Publié le par dan29000

Expulsions locatives : le Collectif des associations unies demande un moratoire

 

 

 

 

121119 1Le Collectif des associations unies pour une nouvelle politique du logement se mobilise le 13 mars, à deux jours de la fin de la trêve hivernale. Les associations unies sollicitent l’ensemble des parlementaires pour exiger un moratoire sur toutes les expulsions locatives sans solution, avec dédommagement des propriétaires en 2013. Objectif ? Éviter à  des milliers de ménages en difficulté de perdre leur logement à la fin de la trêve des expulsions, alors que le gouvernement s’engage dans une politique résolument orientée vers le logement.

 

 


 Pourquoi un moratoire ?

 Les effets de la crise économique et sociale que nous traversons touchent de plein fouet les plus fragiles. En 10 ans, le nombre de décisions judiciaires d’expulsion pour impayés de loyers a augmenté de 40% et le nombre d’expulsions avec le concours de la force publique a doublé au niveau national.  La mise en œuvre du concours de la force publique, beaucoup plus systématique, traduit un durcissement très préoccupant du traitement de ces situations de fragilité, alors que ces décisions provoquent des drames humains inacceptables. Elles bouleversent parfois de façon irrémédiable les conditions d’existence des plus fragiles : éclatement de la famille, déscolarisation des enfants, risque de perte d’emploi, ruptures avec les attaches du quartier, détérioration de l’accès à la santé. Alors même que le dispositif d’hébergement est saturé et inadapté, les personnes menacées d’expulsion viendront demain grossir encore les rangs des personnes à la rue et sollicitant le 115.

En proposant ce moratoire, il ne s’agit en aucun cas de mettre en difficulté les propriétaires ni de donner un aval à d’éventuels mauvais payeurs. En effet, il n’a pas vocation à s’appliquer aux situations relevant de troubles manifestes de jouissance dans l’occupation du logement ou d’insolvabilité organisée.

Ce moratoire pour l’année 2013 permettra en revanche de trouver des solutions dignes et opérantes et d’éviter des conséquences dramatiques pour les plus fragiles de notre pays. La baisse ou la perte de revenu ne doit pas entraîner une expulsion sans solution. Il est aujourd’hui devenu impératif :

  • -        de pouvoir intervenir le plus tôt possible avant que la dette ne devienne trop importante,
  • -    de conforter le rôle des FSL et des CCAPEX comme outil de prévention ainsi que les dispositifs d’intermédiation locative,
  • -       de développer l’intervention du champ social en matière d’expulsions (diagnostic social dès le premier impayé de loyer, accompagnement social des ménages si nécessaire et avec leur adhésion, maintien des allocations logement malgré le défaut de paiement du loyer),
  • -       de créer une garantie des risques locatifs dont le caractère universel repose sur les principes structurants du droit à la protection sociale.

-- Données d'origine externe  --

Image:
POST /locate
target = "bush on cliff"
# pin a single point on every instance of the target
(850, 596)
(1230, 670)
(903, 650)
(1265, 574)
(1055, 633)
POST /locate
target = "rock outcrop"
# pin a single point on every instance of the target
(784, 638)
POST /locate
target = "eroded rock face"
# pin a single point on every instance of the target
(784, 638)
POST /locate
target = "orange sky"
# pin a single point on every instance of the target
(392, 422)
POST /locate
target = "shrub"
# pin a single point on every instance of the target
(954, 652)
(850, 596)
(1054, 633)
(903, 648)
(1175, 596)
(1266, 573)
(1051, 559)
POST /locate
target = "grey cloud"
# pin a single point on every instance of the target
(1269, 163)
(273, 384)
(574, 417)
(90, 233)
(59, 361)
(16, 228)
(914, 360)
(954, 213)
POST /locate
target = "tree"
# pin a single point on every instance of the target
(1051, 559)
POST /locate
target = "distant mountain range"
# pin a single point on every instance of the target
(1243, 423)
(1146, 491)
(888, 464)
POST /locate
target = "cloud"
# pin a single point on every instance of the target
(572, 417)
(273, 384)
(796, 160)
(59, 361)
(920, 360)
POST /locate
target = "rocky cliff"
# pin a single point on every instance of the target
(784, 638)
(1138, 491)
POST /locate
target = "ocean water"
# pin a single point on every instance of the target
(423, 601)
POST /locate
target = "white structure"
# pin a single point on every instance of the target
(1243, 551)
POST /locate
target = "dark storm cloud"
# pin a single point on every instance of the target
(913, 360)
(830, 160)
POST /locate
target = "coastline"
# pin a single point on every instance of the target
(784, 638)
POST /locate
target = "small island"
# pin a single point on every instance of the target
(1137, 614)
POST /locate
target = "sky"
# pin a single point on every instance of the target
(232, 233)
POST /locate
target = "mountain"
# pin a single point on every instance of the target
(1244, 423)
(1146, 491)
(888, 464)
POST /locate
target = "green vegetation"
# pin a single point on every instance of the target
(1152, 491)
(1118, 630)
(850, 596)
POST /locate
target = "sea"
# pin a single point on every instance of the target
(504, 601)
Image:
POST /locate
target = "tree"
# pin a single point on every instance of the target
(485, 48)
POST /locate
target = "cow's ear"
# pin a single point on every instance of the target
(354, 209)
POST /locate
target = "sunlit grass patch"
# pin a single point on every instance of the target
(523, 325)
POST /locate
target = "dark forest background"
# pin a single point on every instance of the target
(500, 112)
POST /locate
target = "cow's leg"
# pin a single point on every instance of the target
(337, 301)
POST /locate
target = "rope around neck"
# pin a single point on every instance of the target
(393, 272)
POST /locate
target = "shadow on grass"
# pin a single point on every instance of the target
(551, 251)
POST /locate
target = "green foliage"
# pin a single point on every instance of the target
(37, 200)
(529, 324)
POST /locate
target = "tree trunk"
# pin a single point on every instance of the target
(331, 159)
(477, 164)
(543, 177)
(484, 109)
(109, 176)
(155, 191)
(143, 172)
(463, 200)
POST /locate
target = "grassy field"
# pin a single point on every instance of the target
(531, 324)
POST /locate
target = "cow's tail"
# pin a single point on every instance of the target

 Le logement est un droit dont la mise en œuvre relève de la responsabilité de l’Etat, il lui appartient donc de garantir à tous les ménages un logement adapté à leur situation et à leurs ressources financières

 Le Collectif en appelle aux parlementaires

 Les associations porteront la demande de moratoire  devant l’Assemblée nationale mercredi 13 mars, avec  une conférence de presse à 11 heures, place Edouard Herriot. Les associations demandent également  à être reçues par le président de l’Assemblée nationale et du Sénat pour leur faire part de leurs propositions afin de mettre un terme aux expulsions en 2013, le temps de développer tous les dispositifs de prévention qui s’imposent et d’éviter des conséquences dramatiques pour les plus fragiles de  notre pays.